Path: utzoo!attcan!utgpu!jarvis.csri.toronto.edu!rutgers!columbia!cs!camargo
From: camargo@cs.columbia.edu (Francisco Camargo)
Newsgroups: comp.ai.neural-nets
Subject: Back Propagation question... (follow up)
Message-ID: <226@cs.columbia.edu>
Date: 30 May 89 14:18:30 GMT
Organization: Columbia University Department of Computer Science
Lines: 85

Hi there,

I'm re-posting my previous message together with a reply that I received from
Tony Plate and my reply to him. I'd really appreciate comments on this issue.
Thanks to all.
-----------------------------------------------------------------------------


|In article <224@cs.columbia.edu> you write:
||
||Can anyone put some light in the following issue:
||
||How should one compute the weight adjustments in BackProp ?
||From reading PDP, one gathers the impression that the DELTAS
||should be acumulated over all INPUT PATTERNS and only then
||a STEP is taken towards the gradient. Robins Monroe suggests
||a stochastic algorithm with proved convergency if one takes one
||step at each pattern presentation, but dumps its effect by a factor
||1/k where "k" is the presentation number. Other people,(from codes
||that I've seen flying around) seems to take a STEP a each presentation
||a don't take into account any dumping factors. I've tried myself both
||approaches and they all seem to work. After all, which is the correct way
||of adjusting the weights ? Acumulate the errors over all patterns ? Or, work
||towards the minimum as new patterns are presented.Which are the implications?
||
||Any light is this issue is extremelly appreciated.
||
-----------------------------------------------------------------------------
| There are two standard methods of doing the updates, sometimes called
| "batch" and "online" learning.
|
| In "batch" learning, all the changes are accumulated for one pass through
| all the examples.  At the end of the pass (or "epoch") the update is made.
| Thus, each link requires an extra storage field in which to accumulate
| the changes.
|
| In "online" learning, the change is made after seeing each example.
|
| Some people claim online is better, others claim batch is better.
|
| "dumping" (you mean "weighting") each change by 1/k, where k is the number
| of the example (?) sounds really wierd, do you mean if you had four examples
| in your training set changes from the fourth would be worth only a quarter
| as much as changes from the second? surely you don't mean this!
|
| Some people use a momentum term, and some change the learning rate during
| learning.  Using momentum seems to be generally a good thing, and it's
| easy to do.  Automatically changing the learning rate is much harder.
|
| .....
| ..... Connectionist Learning Algorithms by Hinton....
| .....
|
| tony plate
------------------------------------------------------------------------------
Hi Tony,

Sorry for my previous message being so unspecific. What I meat is that 
the dumping occurs after each "epoch." The idea is that the changes in
the weights tend to be of lesser and lesser importance. Actually, the way the 
algorithm is stated, one should dump (I really mean dump) the step size
by a series of terms {a_k} where "sum({a_k}^2)<infinity", with no restriction
in the sum({a_k}). In any case, using {a_k}=1/k for k="epoch number" should
be enough.

My problem is that I can find any (theoretical) justification for the "online"
method other that "Robins Monroe algorithm" (I may have misspelled his name, 
for which I apologize, but I don't have my references near by). But then, the
"dumping" factor is required for guaranteed convergence. I tried the "online"
method and it does seem to perform better. But, WHY does it work ? How come it
converges so well (despite of making {a_k}=1) ?
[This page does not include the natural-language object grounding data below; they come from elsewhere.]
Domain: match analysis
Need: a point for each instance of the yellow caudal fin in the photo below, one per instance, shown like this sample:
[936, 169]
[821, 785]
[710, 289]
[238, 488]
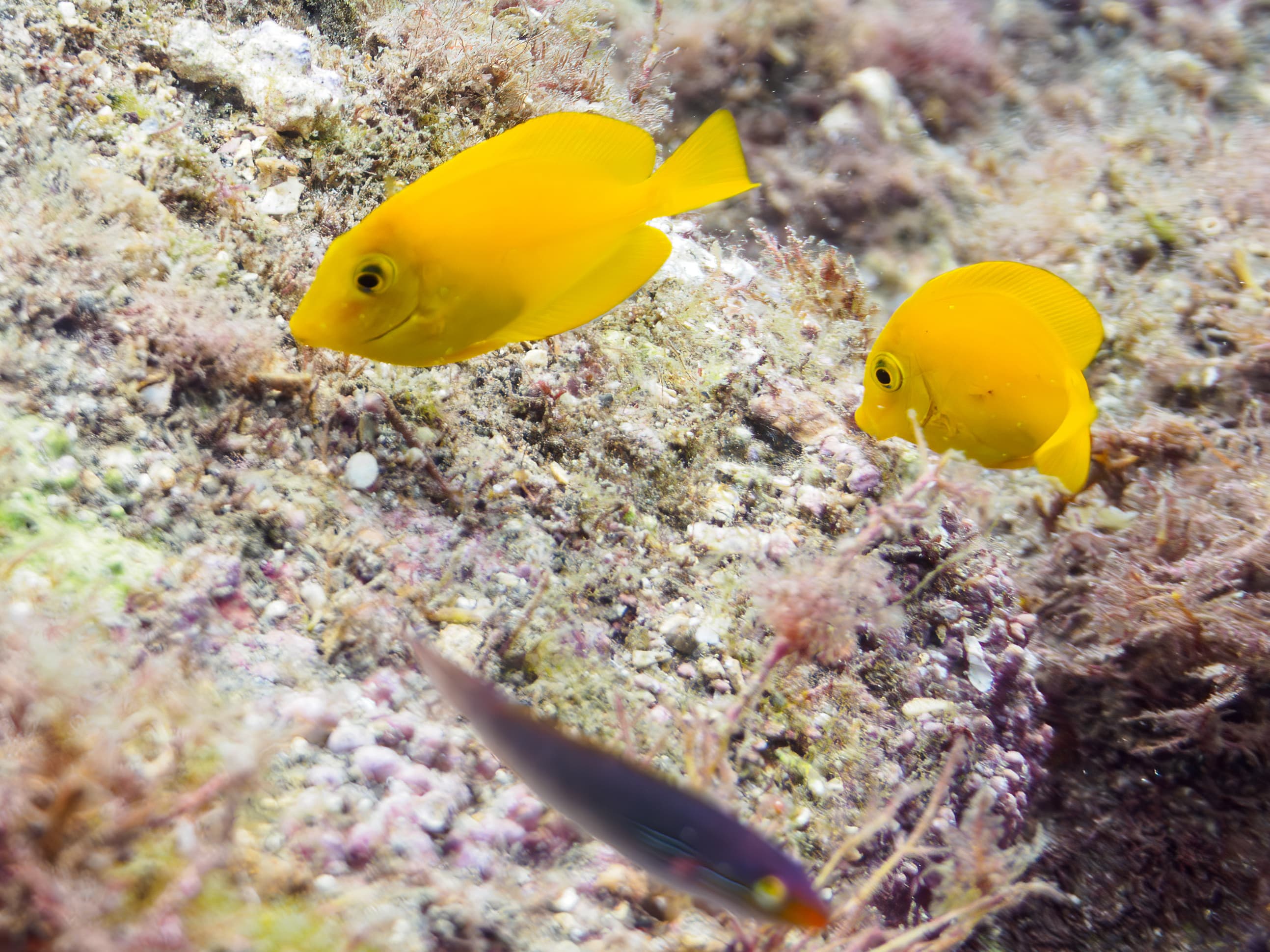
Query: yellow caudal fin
[1065, 310]
[1066, 453]
[708, 168]
[620, 276]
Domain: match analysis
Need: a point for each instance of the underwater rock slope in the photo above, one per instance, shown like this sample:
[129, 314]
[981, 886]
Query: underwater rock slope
[662, 529]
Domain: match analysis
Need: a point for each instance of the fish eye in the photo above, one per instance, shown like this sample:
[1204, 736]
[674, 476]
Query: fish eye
[770, 893]
[374, 275]
[887, 373]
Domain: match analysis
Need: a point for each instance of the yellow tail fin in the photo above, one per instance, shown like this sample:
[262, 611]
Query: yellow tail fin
[708, 168]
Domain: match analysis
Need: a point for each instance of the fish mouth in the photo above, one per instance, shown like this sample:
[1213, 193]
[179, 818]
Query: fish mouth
[390, 330]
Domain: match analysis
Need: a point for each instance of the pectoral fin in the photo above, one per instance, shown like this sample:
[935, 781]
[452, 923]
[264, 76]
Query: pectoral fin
[635, 259]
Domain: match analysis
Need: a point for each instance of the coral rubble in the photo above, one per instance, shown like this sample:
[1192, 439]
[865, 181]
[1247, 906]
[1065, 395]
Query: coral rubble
[663, 529]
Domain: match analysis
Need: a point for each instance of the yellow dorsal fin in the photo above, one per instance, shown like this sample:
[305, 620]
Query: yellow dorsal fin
[616, 149]
[1066, 453]
[1058, 305]
[708, 168]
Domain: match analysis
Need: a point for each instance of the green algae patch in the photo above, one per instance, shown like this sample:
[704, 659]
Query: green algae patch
[223, 913]
[61, 548]
[69, 555]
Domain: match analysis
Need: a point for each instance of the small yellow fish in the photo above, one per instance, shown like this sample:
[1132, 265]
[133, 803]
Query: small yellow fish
[525, 235]
[988, 357]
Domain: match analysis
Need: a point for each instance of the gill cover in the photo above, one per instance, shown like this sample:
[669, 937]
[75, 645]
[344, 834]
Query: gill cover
[892, 388]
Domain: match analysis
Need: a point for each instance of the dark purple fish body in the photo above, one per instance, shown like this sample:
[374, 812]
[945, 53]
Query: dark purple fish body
[675, 834]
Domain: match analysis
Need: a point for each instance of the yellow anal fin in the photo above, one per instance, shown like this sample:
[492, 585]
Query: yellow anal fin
[1066, 453]
[1061, 308]
[606, 286]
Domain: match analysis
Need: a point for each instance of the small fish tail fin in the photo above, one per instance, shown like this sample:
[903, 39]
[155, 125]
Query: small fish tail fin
[1066, 455]
[709, 167]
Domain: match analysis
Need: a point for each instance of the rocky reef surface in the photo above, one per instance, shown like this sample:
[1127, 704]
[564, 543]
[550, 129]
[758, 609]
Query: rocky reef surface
[663, 529]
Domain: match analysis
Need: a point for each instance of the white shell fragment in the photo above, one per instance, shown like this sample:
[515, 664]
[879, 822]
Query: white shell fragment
[920, 706]
[977, 665]
[282, 198]
[270, 65]
[361, 471]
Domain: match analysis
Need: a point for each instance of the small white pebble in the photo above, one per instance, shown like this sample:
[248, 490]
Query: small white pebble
[313, 596]
[277, 608]
[535, 358]
[361, 471]
[164, 477]
[567, 901]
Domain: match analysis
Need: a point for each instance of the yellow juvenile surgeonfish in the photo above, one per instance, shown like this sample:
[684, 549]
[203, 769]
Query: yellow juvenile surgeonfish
[988, 358]
[525, 235]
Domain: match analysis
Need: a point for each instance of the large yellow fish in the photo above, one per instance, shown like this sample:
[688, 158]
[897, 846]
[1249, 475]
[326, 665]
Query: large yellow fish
[988, 357]
[529, 234]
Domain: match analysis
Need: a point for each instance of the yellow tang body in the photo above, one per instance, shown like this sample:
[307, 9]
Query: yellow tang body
[525, 235]
[988, 358]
I am familiar with the use of "momentum" in the learning process, but I 
really want to understand more the theoretical reasons for the "online"
method. Having started my studies with the "batch" mode, it seems a little
like black magic that the "online" method works.

I have the paper by Hinton, "Connectionist Learning Procedures", CMU-CS-87-115.
Is this the paper you refered to ? Any other improvements to this work?
I appreciate your time and effort.
Thanks,


/Kiko.
camargo@cs.columbia.edu